Olhar enviesado sobre a realidade

Semana passada escrevi neste espaço a respeito de Marco Antônio Maciel, um político pernambucano de minha geração, que ocupou posição de destaque ao longo do regime ditatorial e na fase imediata à Constituição de 1988. Fui questionado. Como é que você se ocupa desse personagem, filhote da ditadura, figura perniciosa da política brasileira? Não aceitei a admoestação de leitora de minhas crônicas, muito embora lhe reconheça o direito de me escrachar com base em posição política e ideológica, cristalizada ao longo de muitos anos de militância de esquerda. Não houve argumento capaz de fazê-la enxergar o equilíbrio do meu texto, criado a partir de um fato concreto: o mal de Alzheimer, que tirou do setentão Marco Maciel a possibilidade de escrever suas memórias. Para que memórias dele? Nada a convencia. Para minha interlocutora, o fato de falar dele, constitui em si mesmo um pecado.

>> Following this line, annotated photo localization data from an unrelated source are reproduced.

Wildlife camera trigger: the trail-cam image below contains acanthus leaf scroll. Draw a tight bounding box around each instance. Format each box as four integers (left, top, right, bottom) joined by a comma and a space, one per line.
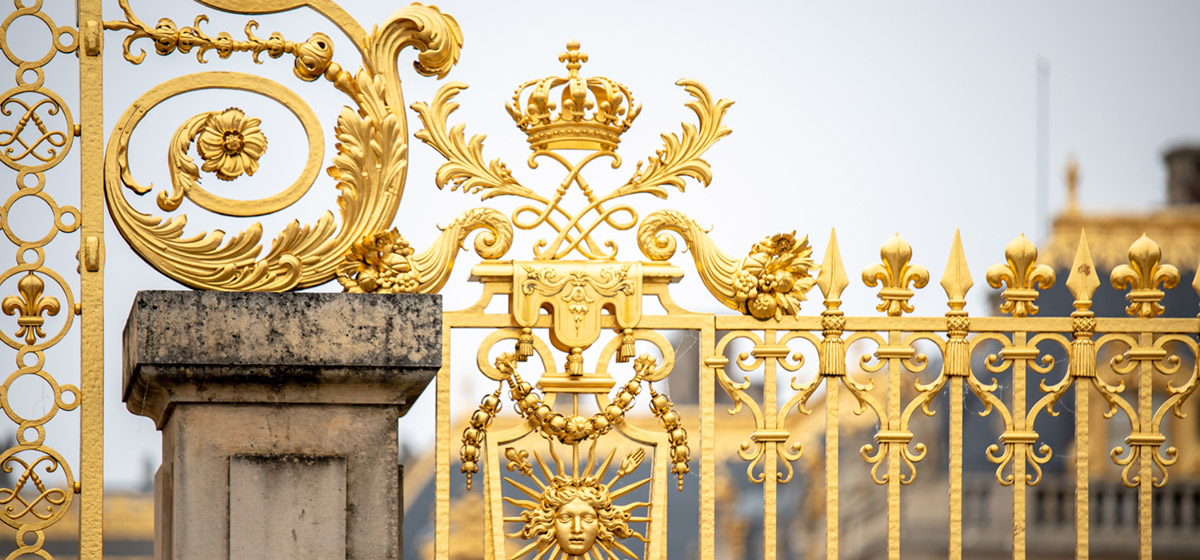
103, 1, 469, 291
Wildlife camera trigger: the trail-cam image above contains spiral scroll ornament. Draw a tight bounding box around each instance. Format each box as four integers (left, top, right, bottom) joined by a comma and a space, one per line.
103, 1, 465, 290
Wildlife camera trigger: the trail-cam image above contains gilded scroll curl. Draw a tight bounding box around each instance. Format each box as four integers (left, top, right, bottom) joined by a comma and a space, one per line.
638, 210, 815, 319
104, 3, 463, 290
336, 207, 512, 294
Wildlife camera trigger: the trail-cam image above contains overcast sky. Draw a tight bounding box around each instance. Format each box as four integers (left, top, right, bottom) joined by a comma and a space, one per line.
6, 1, 1200, 488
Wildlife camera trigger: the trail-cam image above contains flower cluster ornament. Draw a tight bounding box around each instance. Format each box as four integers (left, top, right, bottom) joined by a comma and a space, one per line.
195, 108, 267, 181
336, 228, 418, 294
734, 232, 817, 320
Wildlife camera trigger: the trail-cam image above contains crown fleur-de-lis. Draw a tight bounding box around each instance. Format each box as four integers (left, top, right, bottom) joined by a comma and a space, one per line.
862, 233, 929, 316
986, 234, 1055, 317
559, 39, 587, 74
2, 272, 61, 346
1110, 234, 1179, 318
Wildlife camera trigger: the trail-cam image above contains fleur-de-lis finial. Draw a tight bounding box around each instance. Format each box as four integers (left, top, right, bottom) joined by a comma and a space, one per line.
862, 233, 929, 316
1110, 234, 1179, 318
816, 229, 848, 312
1065, 229, 1099, 312
940, 230, 973, 312
1, 272, 61, 346
986, 234, 1055, 317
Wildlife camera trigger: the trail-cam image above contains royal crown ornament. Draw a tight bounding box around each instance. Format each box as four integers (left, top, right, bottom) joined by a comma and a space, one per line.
506, 40, 641, 152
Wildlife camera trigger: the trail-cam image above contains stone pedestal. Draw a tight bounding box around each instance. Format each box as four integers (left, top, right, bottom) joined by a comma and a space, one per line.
123, 291, 440, 560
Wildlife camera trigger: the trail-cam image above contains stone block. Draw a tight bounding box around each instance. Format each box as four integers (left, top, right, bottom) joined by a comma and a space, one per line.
123, 290, 441, 428
122, 290, 442, 560
229, 455, 347, 559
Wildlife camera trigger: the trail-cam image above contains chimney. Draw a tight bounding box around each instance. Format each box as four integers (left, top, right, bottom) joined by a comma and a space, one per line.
1164, 146, 1200, 204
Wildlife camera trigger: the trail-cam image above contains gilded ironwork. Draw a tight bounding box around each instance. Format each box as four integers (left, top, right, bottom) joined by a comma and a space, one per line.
0, 0, 97, 557
4, 1, 1198, 559
102, 0, 465, 290
413, 42, 732, 261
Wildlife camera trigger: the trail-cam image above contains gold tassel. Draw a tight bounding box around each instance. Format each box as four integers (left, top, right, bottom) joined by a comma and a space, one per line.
566, 348, 584, 376
516, 328, 533, 361
618, 328, 635, 362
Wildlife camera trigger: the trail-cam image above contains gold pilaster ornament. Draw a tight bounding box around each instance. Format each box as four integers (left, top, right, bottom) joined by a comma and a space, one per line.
0, 0, 89, 555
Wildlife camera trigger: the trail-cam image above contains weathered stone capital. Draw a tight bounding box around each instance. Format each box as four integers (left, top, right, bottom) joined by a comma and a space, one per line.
123, 290, 441, 428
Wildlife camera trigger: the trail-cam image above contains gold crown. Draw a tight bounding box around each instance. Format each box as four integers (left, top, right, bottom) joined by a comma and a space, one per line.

Ela só vê um lado da realidade.

Contei-lhe então este episódio real. Quando estava escrevendo o livro Política nos currais, há muitos anos, precisei de dados acerca do movimento popular na Paraíba, sobretudo, da luta de trabalhadores rurais na zona da mata. Luta incentivada pela Igreja Católica, então comandada pelo arcebispo dom José Maria Pires. Era necessário conhecer melhor os conflitos gerados pela ação organizada dos camponeses que, ao reivindicarem terra para trabalhar, entravam em choque com latifundiários, a polícia estadual e políticos do chamado Grupo da Várzea, bloco governista formado no interior da ARENA, o partido que dava sustentação eleitoral à ditadura. Eram conflitos destacados com frequência na imprensa paraibana. Procurei então uma amiga que estava preparando uma dissertação ou um TCC sobre o tema. Ela me cedeu alentada pasta de recortes de jornais. Que surpresa! Só havia recortes de matérias aos trabalhadores e à Igreja!

Dia seguinte, eu lhe perguntei, e a outra pasta?

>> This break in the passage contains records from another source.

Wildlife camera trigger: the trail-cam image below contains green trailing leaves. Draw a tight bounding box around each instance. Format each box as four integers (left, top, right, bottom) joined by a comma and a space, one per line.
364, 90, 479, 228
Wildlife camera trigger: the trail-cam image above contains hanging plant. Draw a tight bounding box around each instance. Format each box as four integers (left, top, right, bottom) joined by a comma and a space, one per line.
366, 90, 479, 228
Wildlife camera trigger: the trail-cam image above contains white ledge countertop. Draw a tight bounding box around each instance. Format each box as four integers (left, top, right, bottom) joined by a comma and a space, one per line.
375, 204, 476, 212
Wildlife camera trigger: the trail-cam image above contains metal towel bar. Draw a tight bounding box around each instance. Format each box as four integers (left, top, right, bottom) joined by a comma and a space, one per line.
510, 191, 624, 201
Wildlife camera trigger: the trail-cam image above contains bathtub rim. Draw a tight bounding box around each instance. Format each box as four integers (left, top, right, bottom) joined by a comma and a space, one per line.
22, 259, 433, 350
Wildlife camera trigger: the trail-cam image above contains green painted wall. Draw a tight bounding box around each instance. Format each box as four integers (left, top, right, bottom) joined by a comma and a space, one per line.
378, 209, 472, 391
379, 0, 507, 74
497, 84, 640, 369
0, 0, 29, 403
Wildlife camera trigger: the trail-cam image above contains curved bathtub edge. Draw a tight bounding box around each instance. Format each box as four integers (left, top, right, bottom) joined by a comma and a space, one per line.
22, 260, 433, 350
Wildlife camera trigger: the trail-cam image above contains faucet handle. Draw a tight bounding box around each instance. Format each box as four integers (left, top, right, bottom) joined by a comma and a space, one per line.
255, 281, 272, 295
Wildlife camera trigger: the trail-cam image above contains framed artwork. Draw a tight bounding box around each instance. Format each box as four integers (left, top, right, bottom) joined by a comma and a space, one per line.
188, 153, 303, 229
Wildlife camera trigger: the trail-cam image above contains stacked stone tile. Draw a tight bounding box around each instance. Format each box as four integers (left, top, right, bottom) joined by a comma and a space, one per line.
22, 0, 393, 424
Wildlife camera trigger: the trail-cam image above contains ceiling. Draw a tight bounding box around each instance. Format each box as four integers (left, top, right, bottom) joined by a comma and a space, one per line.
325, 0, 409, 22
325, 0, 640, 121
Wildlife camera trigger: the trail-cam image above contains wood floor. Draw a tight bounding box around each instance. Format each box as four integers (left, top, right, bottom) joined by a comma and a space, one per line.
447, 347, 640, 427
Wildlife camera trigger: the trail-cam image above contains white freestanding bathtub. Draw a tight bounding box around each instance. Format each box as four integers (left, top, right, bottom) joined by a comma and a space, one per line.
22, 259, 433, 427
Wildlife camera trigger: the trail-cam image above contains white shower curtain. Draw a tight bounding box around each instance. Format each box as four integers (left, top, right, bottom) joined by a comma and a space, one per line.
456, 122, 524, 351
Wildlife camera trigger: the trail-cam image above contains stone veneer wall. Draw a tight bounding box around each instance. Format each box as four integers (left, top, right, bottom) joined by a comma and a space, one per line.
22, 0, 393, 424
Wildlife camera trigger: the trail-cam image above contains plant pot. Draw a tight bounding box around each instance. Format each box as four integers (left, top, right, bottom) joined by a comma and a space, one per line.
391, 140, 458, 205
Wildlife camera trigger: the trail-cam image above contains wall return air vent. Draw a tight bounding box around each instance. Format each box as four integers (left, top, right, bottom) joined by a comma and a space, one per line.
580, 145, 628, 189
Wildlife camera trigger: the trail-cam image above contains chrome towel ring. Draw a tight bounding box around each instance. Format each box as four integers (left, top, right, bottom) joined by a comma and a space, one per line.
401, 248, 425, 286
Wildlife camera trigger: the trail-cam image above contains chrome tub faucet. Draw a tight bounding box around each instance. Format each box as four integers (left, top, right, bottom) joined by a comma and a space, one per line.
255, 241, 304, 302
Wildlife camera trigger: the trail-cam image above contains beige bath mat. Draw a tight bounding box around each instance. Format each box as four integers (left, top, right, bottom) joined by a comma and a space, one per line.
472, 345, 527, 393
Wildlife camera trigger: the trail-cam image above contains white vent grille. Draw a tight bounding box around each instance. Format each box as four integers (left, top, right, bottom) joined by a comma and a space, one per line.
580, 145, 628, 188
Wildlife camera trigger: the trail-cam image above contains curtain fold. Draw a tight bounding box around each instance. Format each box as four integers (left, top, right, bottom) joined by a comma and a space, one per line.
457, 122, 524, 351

– Que outra pasta? Só tenho uma. Não tenho outra, só me interessam as notícias favoráveis à luta dos trabalhadores, ela disse, meio encabulada, mas com a convicção – a ideológica convicção de militante -, que olha os fatos, não para conhecer a realidade, mas para enquadrá-los nos seus objetivos.

Devo esclarecer que narrei à minha revoltada leitora com mais detalhes, dando nomes inclusive. Tudo em vão. Alertei para as múltiplas faces dos fatos concretos, do mundo real. Apelei para a história. Na época do stalinismo, apagavam-se dos livros de história fotos dos expurgados pelo regime, pretendendo-se com isso riscar personagens e episódios da memória do povo. Pratica semelhante usava o nazismo e todos os regimes que sufocam as liberdades individuais e políticas, eu completei.

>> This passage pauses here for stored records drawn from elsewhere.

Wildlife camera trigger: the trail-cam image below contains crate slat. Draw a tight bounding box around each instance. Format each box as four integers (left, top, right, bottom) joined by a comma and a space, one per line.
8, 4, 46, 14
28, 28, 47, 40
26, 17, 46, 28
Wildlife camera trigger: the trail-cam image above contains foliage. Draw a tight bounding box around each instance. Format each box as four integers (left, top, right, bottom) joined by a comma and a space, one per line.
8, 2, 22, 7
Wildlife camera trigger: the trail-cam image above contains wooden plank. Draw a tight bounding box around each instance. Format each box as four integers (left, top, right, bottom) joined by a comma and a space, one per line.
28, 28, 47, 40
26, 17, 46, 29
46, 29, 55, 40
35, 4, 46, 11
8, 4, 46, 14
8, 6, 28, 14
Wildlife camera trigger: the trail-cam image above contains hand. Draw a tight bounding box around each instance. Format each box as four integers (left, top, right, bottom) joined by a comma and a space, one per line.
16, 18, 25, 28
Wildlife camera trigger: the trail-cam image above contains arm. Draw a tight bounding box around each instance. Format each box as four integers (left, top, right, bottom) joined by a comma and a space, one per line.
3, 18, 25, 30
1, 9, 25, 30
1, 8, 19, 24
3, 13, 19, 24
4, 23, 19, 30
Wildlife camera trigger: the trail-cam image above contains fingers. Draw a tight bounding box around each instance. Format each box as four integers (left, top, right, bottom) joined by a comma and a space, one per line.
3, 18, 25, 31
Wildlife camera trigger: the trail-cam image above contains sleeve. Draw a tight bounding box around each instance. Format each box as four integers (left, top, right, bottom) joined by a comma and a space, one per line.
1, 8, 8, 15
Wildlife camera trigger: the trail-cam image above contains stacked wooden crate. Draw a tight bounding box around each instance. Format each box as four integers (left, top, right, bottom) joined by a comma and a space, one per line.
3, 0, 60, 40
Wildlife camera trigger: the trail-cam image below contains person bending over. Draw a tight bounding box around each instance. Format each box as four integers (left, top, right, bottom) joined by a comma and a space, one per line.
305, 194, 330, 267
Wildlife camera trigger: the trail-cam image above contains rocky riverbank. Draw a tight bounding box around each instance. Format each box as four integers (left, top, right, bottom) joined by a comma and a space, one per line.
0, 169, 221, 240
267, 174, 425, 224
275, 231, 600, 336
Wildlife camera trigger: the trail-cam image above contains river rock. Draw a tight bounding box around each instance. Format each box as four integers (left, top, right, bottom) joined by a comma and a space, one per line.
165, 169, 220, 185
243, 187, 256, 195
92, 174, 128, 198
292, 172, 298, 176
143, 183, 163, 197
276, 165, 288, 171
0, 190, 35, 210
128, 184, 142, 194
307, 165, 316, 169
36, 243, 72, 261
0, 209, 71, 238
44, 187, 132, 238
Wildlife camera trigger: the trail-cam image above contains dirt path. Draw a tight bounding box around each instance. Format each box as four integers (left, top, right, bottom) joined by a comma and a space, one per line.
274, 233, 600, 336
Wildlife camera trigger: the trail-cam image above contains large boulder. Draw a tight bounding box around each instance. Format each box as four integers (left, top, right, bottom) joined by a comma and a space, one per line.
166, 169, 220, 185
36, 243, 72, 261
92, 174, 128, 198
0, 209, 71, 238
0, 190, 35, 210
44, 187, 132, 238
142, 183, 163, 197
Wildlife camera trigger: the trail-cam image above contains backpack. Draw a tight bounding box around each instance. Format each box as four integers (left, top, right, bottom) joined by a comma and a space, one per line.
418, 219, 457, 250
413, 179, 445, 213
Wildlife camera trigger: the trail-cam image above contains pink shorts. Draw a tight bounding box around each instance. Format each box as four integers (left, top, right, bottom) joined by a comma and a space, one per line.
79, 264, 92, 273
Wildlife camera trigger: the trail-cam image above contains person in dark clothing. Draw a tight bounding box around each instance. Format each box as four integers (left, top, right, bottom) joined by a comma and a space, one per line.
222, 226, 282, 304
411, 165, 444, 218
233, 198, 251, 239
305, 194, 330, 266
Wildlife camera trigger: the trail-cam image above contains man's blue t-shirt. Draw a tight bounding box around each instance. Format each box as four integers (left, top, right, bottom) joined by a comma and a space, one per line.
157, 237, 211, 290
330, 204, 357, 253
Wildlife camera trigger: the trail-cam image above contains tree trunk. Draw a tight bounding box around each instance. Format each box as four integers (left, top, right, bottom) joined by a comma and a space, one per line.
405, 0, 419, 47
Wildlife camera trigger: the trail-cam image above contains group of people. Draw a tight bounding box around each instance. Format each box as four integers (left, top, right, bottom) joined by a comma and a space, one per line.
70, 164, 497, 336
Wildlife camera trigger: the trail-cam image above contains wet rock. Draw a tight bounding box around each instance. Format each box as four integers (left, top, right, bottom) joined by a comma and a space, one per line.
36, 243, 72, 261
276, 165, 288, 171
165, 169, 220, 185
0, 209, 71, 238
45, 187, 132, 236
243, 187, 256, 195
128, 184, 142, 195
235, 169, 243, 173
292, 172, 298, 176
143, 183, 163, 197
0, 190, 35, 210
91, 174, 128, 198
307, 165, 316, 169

– Como a ditadura que Maciel ajudou a manter, inclusive quando os militares fecharam o Congresso Nacional.

Ela disparou, triunfante, na minha cara, agarrando-se a esse fato, como quem dá um tiro de morte. Muito bem, lhe disse, se você propõe apagar o nome de Maciel da História, corre-se o risco de as gerações futuras não saberem de que forma os aliados, serviçais, oportunistas e companhia deram aparência de normalidade democrática à ditadura, os que foram corresponsáveis pelo desvio na rota constitucional que o Brasil vinha tentando seguir, aos trancos e barrancos, desde a queda de Getúlio Vargas em 1945.

E o papo morreu aí, com resmungos e palavras inaudíveis.